The afternoon class was held at CELA so that we could see 'patients'. We were put into teams of two and we get to have 25 minutes with a trained/paid actor who plays a patient. They all have a storyline that they followed but some parts are real information about themselves so I am under the HIPAA rules. My partner was Jenna, a fellow Med School 101 student. Before the session with our patient, we got together to discuss the attack plan. We talked about what we would say, how we would introduce ourselves and we practiced a bit. We were given information about the patient ahead of time so that we can talk to them about their health problems. Before the session Mary told us that we wouldn't focus on the physical exam part but rather the history and counseling part. She wants us to learn to interact with our patient and talk to them about their health. While standing outside the patient's room preparing to go in, I noticed there were medical students there as well. I later found out that they were there to learn how to give bad news to patients. I could hear yelling coming from a room close by and I thought that those students are really getting the experience.

So our session began and we prepared to go in. I knocked on the door before entering while Jenna sanitized her hands like she should. I introduced myself, as a Med School 101 student, and then washed my hands while Jenna introduced herself. It was extremely awkward! Our patient was a middle aged man so it was so strange to have him talked to us like we were real doctors. So we learned that we should establish trust with our patient by sitting down, so we did. Things felt really nerve wrecking for a bit before we dived into the talking and it eases up a bit. The patient was overweight so we talked to him about his diet and exercise. I used what I learned from my shadowing last week and applied it to the situation. Since he ate fast food 5 out of 7 days a week, I suggested that he should do every other day and maybe order healthier choices. I also recommend that he prepares dinner for several days when he has time and then freeze it. I know that it is healthier to eat frozen home cook food than to eat McDonald's. His job involved a lot of walking around so exercising wasn't really the issue. I learned that it was really difficult to keep track of the conversation. I had a list formed in my mind that I wanted to follow but at the dame time I wanted to address whatever issues that the patient brought up so the conversation went all over the map. One minute I was asking about his medical history the next I would be telling him about how to eat better. There were a few awkward silence but they were deflected by Jenna before it got too bad. We ended the session five minutes ahead of schedule because we didn't have anything else to say. Thinking back to the experience I noticed how similar it was to a debate round. I had to prepare some things to say and be prepared to say things off script when needed. I had to convince my opponent that what I said is the better option just like how I had to convince the patient that planning to eat healthy would benefit him better. This session not only gave me a lot of experience but it also proves how being in Forensic will better shape my future. While we waited for the other half of the group to have their session, Mary taught us about laboratory tests. I knew most of the information since on eof my Health Academy field trip was to the Jonh Muir Lab and I got to learn all about laboratory.

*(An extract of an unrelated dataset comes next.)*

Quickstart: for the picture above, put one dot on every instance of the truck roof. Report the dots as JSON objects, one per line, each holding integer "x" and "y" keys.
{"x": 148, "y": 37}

Since today is Friday, we had to do our Arete showcase. I really enjoyed my self-defense class this week and I know it might save my life in the future. The showcase went really well and I really enjoyed everyone's performances. The day ended with an abundance of small activities around the Hank Ingram's house and I attended some. Today's experience is one that will really change my life forever. I went into that room expecting to assess a patient's complaint but ended up counseling him with my Jenna. Playing doctor has never been this important and I was really glad I got such a golden chance to try it.

It's the weekend tomorrow, so it means that I get to sleep in for one extra hour. We have a busy Saturday planned out tomorrow and I can't wait.